It was a case of too much money chasing too few shares as the Irish stock market soared to unprecedented levels in the early part of the week, before some modest profit-taking brought it back slightly. "Quite frankly, this market is awash with cash and few want to sell for fear that they won't be able to get back into the market," was the comment from one fund manager.
That said, most of the bigger investors feel that, on the basis of the usual methods of comparison, the Irish market is fully valued. But comparative valuations seem to have gone out of the window, with institutional cash flowing at enormous levels and overseas investors clamouring for stock that is just not there. The number of double-digit share prices - Bank of Ireland, Iona, Grafton and Irish Continental - is one telling indication of how the market has been driven forward.

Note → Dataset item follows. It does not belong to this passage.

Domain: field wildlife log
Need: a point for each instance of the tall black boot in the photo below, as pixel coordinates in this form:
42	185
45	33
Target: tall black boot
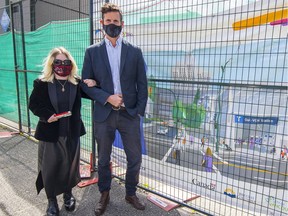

The major financial shares have been the focus of the phenomenal bid interest and there seems no sign of any slackening in the demand from overseas investors. AIB spent the week flirting with the £7 billion market capitalisation barrier without making a breakthrough but that distinction will be probably be reached over the next week or so.
At this stage, the ISEQ Overall Index is at a level most analysts did not expect to see until well into the second half of the year and further changes to ISEQ forecasts seem inevitable. The latest market-sensitive figures - yesterday's non-farm payroll and average earnings figures in the US - were relatively benign, with the earnings figures in particular suggesting that the Federal Reserve need have no worries, for the moment, about inflation.
The big jump in the market provided a solid basis for first dealings in Athlone Extrusions, which reached a high of 120p before settling well bid at around the 110p level. Athlone is expected to be the first of about nine or 10 new companies on the market this year, a solid level of corporate activity.
The continued share-buying in Fyffes by the McCann family through their Balkan Investments vehicle meant that the fruit distribution group remained well in demand although 145p now seems to be a ceiling for the shares. With the McCanns now outside their window period for dealing in Fyffes shares, the market will be looking towards corporate developments to drive the share forward.
Golden Vale shares remained well bid at a high of 110p ahead of next week's results and possibly news on the acquisition front. Rye Valley Foods has had proposals from a number of potential buyers but Golden Vale has emerged as front-runner for the Monaghan group. If Golden Vale is successful in its bid, it will be a major strategic move away from the core dairy business towards consumer foods. Any acquisition will probably involve up to £15 million with further capital investment required post-acquisition to increase capacity. Rye Valley had pre-tax profits of £1.2 million on sales of £28 million in 1996.
Kingspan was another strong performer, hitting a new high after this newspaper revealed its plans for a move into the Czech Republic.